Patients with CTEPH typically develop a hypertrophied bronchial circulation due to the chronic occlusion of the pulmonary artery circulation [7]. Hence, a period of circulatory arrest is usually used to ensure optimal visibility during the endarterectomy at the level of the segmental and subsegmental branches. Although DHCA is often considered to be associated with a high risk of perioperative bleeding due to significant coagulopathy, we observed that PEA can be performed with limited transfusion in patients with CTEPH.
The combination of blood conservation measures with intra-operative blood salvage, blood sequestration immediately before going on CPB, the administration of tranexamic acid and the lack of correction of coagulation parameters in the absence of ongoing bleeding allowed us to do the surgery with no homologous blood transfusion in 56% of the patients and with transfusion of one or two units of RBC only in 31% of the patients. The introduction of a conservative blood transfusion algorithm was associated with a reduction in the number of patients requiring FFP from 56% to 12%. The INR normalized within six to 12 h after discontinuation of CPB without any transfusion of FFP or platelets in almost all patients. The rate of normalization of the INR was very similar whether the patients received FFP or not. The lack of bleeding despite abnormal coagulation parameters in patients with CTEPH is potentially related to an increased in the pro-coagulation drive that may have led to the development of the disease in the first place [8, 9]. Hence, there is a relatively poor correlation between bleeding and the peripheral indices of coagulation in these patients.

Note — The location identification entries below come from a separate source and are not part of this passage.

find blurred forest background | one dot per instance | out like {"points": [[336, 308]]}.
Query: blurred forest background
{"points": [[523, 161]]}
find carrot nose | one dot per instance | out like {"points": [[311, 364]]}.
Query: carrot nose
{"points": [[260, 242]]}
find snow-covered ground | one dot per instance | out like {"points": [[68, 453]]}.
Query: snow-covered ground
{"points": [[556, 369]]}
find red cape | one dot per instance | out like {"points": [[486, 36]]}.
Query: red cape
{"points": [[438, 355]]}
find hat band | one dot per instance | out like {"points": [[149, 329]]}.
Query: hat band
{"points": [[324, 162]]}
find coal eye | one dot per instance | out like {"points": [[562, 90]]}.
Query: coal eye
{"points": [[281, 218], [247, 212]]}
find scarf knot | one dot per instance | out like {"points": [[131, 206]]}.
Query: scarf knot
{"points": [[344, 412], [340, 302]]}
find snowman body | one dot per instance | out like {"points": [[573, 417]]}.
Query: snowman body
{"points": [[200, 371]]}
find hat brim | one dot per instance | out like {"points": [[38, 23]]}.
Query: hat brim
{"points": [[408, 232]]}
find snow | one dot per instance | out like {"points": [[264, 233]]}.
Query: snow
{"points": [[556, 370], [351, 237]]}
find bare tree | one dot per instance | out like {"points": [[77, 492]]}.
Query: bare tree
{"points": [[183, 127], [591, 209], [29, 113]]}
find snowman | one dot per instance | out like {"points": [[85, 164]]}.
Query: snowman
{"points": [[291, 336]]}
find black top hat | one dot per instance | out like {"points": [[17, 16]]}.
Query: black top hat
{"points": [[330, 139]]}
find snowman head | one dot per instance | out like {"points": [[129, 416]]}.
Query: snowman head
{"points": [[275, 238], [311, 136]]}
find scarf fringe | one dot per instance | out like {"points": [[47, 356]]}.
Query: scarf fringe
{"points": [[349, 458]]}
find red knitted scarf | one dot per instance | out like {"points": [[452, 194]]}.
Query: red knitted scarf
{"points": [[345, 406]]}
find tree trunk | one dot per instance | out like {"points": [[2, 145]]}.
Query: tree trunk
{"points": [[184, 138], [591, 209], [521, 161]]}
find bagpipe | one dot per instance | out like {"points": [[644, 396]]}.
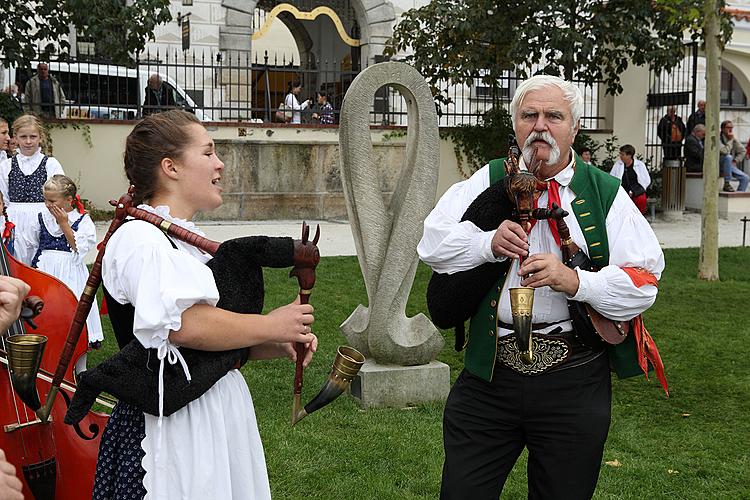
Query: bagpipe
{"points": [[454, 298], [59, 460]]}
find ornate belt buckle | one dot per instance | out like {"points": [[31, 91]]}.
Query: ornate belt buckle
{"points": [[548, 353]]}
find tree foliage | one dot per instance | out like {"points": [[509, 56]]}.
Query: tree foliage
{"points": [[590, 40], [38, 29]]}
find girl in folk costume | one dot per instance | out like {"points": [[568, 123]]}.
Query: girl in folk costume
{"points": [[21, 181], [209, 448], [65, 236]]}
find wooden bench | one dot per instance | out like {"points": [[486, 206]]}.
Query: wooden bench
{"points": [[733, 206]]}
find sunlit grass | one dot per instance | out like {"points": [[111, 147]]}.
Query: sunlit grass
{"points": [[693, 445]]}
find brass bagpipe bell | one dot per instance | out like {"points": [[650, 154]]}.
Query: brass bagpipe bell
{"points": [[348, 360]]}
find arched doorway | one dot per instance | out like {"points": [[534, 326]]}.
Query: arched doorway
{"points": [[328, 48]]}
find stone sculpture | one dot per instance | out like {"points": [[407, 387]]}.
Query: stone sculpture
{"points": [[386, 236]]}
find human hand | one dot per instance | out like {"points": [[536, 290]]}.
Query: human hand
{"points": [[10, 486], [12, 293], [291, 323], [288, 350], [546, 269], [60, 215], [510, 240]]}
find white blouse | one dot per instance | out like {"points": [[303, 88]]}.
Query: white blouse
{"points": [[211, 448], [450, 246], [27, 164]]}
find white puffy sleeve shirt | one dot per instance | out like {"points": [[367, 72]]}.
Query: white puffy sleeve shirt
{"points": [[450, 246], [85, 235], [27, 164], [142, 268]]}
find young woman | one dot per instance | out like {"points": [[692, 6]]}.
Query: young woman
{"points": [[65, 236], [21, 181], [211, 447], [294, 89]]}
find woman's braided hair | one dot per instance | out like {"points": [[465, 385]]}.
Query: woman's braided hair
{"points": [[158, 136]]}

This analysis has limitation related to the retrospective nature of the study and the relatively small number of patients. The comparison of two different cohorts of patients over time is also limited by a change in the antifibrinolytic therapy from aprotinin to tranexamic acid and by increasing experience from the surgical and anesthetic teams over time. This study, however, demonstrates that PEA can be safely performed with no or minimal blood product transfusion in the majority of patients. As PEA has become successful with limited operative mortality and excellent long-term outcome, the number of patients that are candidates for this surgery is rapidly expanding and blood conservation strategies are warranted in this patient population in the future.
In conclusion, PEA is the standard of care for patients with CTEPH. PEA has become a safe procedure in experienced centers. Blood conservative strategies allow PEA to be performed with no or minimal blood product transfusion in the majority of patients despite DHCA. Abnormal coagulation parameters do not correlate with postoperative bleeding in patients with CTEPH and should not necessarily be corrected unless there is evidence of ongoing bleeding.